The days of lockdowns may be behind us for the time being, but a multinational academic team has conducted a broad analysis of government pandemic actions and found them to be “a global policy failure of gigantic proportions,” often driven by state and media-sponsored fear campaigns.
Their findings, published in a book titled “Did Lockdowns Work? The Verdict on Covid Restrictions,” are based on a worldwide meta-analysis that screened nearly 20,000 studies to determine the benefits and harms of health diktats, including lockdowns, school closures, and mask mandates.
According to economist and co-author Steve Hanke, one of the things that drove countries into a state of panic and draconian policies was reliance on mortality models from sources such as the Imperial College of London (ICL) that generated “fantasy numbers” showing that millions of deaths could be averted by instituting crippling society-wide lockdowns.

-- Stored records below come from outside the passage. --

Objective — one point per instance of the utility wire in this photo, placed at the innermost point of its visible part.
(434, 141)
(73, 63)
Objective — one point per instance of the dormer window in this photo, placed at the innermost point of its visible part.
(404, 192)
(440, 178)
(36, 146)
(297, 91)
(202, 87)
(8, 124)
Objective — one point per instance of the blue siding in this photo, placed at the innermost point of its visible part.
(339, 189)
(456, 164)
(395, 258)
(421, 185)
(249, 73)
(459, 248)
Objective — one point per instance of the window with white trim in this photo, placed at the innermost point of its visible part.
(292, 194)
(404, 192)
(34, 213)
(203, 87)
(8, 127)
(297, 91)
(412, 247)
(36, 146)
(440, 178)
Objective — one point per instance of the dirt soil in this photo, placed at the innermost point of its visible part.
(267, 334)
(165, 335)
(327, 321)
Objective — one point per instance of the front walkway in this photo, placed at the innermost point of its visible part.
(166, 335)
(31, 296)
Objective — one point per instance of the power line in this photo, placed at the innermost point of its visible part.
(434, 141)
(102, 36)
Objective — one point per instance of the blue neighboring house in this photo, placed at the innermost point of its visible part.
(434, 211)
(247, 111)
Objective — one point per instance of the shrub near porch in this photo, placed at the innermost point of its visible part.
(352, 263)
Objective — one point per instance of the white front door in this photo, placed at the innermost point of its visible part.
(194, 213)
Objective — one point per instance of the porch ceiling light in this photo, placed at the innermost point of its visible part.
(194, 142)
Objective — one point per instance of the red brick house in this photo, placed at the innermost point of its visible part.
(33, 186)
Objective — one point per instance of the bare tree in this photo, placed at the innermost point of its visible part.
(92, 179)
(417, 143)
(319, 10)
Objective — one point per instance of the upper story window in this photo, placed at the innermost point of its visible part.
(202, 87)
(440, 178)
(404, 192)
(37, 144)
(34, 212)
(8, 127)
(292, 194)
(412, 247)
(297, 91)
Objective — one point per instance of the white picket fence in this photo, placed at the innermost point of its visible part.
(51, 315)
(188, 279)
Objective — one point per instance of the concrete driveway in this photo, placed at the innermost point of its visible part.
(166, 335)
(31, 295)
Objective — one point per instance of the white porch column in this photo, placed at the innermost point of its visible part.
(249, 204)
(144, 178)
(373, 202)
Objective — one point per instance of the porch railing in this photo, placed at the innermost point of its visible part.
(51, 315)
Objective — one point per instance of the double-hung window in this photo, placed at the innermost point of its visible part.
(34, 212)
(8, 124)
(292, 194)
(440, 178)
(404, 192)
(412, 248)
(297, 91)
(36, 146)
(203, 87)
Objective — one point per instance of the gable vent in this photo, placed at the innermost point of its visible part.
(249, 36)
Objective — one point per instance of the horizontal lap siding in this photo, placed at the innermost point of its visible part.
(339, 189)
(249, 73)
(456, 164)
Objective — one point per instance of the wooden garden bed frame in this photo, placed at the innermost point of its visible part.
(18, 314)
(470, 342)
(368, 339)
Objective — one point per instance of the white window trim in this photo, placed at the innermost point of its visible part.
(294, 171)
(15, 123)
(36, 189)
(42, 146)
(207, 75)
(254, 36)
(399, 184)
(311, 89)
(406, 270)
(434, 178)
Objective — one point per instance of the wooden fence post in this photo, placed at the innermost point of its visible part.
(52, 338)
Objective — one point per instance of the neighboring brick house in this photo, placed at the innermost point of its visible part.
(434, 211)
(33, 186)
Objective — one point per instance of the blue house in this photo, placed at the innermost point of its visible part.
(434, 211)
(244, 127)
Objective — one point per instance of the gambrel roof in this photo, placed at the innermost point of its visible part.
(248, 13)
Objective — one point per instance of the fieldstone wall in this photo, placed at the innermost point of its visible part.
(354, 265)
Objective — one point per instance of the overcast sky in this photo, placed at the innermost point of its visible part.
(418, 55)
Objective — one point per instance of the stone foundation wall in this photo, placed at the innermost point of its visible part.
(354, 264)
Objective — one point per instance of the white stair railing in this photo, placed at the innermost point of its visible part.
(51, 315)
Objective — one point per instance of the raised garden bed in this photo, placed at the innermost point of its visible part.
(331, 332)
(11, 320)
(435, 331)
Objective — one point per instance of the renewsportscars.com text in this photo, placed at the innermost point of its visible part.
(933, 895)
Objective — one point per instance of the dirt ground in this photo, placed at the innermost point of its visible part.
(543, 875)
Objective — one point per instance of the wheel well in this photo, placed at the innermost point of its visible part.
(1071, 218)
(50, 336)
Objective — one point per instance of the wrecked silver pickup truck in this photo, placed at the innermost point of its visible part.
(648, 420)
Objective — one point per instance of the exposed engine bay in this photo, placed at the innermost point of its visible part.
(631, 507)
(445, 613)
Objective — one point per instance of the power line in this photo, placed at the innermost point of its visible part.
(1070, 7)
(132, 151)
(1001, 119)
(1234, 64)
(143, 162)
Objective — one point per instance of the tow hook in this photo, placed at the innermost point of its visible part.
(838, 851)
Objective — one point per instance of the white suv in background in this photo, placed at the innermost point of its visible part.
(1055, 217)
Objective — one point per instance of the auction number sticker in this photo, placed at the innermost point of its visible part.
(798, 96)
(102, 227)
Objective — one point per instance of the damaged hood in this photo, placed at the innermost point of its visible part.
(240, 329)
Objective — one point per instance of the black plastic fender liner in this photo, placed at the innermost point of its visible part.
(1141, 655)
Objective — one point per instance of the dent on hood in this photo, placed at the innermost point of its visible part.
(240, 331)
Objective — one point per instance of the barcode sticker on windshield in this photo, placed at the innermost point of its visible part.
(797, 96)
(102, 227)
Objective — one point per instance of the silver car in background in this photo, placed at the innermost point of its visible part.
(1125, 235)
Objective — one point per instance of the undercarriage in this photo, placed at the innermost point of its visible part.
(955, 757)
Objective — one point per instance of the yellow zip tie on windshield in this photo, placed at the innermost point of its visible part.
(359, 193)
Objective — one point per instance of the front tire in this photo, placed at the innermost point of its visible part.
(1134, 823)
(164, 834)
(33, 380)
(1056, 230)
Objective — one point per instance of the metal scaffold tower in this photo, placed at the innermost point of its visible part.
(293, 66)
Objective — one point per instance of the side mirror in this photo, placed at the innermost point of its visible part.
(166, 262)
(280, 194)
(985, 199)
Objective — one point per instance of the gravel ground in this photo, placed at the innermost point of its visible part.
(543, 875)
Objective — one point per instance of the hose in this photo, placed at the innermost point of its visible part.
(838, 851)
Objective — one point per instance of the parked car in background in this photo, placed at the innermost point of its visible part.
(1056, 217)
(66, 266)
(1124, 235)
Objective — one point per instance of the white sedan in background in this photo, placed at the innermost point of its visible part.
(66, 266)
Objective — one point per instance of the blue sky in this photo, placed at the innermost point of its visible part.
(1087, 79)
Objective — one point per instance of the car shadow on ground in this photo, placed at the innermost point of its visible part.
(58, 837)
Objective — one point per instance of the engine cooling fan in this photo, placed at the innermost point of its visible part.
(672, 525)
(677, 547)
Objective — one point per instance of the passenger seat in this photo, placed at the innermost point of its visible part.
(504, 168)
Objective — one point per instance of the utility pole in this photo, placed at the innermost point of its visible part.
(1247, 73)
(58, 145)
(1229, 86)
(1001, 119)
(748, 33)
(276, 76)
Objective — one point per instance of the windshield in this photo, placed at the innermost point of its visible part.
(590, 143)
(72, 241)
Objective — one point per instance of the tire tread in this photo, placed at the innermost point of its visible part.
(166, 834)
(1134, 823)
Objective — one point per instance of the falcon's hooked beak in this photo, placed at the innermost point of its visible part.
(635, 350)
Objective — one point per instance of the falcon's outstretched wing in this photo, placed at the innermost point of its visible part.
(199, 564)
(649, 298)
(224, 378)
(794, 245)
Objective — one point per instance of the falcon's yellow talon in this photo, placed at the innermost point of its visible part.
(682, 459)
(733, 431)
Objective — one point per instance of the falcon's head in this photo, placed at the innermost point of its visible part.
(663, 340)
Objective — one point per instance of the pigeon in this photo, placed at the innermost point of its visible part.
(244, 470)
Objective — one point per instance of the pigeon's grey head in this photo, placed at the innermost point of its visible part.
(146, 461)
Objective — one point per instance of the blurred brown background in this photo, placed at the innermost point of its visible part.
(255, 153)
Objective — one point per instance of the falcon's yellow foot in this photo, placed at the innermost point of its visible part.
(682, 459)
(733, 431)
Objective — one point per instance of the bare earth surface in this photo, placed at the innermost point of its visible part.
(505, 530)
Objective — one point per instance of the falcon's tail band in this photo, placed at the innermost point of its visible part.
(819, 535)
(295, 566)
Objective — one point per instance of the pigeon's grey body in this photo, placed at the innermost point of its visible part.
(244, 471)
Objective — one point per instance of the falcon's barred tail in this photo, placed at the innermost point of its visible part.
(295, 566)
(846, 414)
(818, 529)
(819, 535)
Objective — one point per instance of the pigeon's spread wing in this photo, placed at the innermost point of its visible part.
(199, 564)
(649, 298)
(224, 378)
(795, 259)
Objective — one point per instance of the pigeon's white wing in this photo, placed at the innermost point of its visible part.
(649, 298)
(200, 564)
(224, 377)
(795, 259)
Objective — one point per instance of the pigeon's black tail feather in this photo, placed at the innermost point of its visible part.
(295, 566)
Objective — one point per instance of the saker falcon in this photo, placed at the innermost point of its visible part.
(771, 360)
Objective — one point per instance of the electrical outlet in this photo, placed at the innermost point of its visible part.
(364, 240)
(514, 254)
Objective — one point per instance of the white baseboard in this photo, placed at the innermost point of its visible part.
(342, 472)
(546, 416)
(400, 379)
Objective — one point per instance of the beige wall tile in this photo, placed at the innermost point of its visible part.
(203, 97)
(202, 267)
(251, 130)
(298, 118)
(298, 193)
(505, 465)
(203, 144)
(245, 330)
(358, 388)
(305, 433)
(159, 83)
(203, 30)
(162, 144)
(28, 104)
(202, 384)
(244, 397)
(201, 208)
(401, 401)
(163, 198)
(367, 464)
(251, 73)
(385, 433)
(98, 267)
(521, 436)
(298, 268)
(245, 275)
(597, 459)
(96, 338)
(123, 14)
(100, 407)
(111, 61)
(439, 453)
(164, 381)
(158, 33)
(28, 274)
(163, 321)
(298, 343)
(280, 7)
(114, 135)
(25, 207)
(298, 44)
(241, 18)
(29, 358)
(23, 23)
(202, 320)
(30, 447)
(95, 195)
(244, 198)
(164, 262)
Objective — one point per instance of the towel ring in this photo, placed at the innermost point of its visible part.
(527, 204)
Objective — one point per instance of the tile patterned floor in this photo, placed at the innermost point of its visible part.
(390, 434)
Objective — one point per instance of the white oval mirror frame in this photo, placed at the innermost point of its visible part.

Before the COVID-19 outbreak, “most countries did have a plan to deal with pandemics,” Mr. Hanke told The Epoch Times, “but after the Imperial College of London’s ‘numbers’ were published, those plans were, in a panic, thrown out the window.
“In each case, the same pattern was followed: flawed modeling, hair-raising predictions of disaster that missed the mark, and no lessons learned. The same mistakes were repeated over and over again and were never challenged.”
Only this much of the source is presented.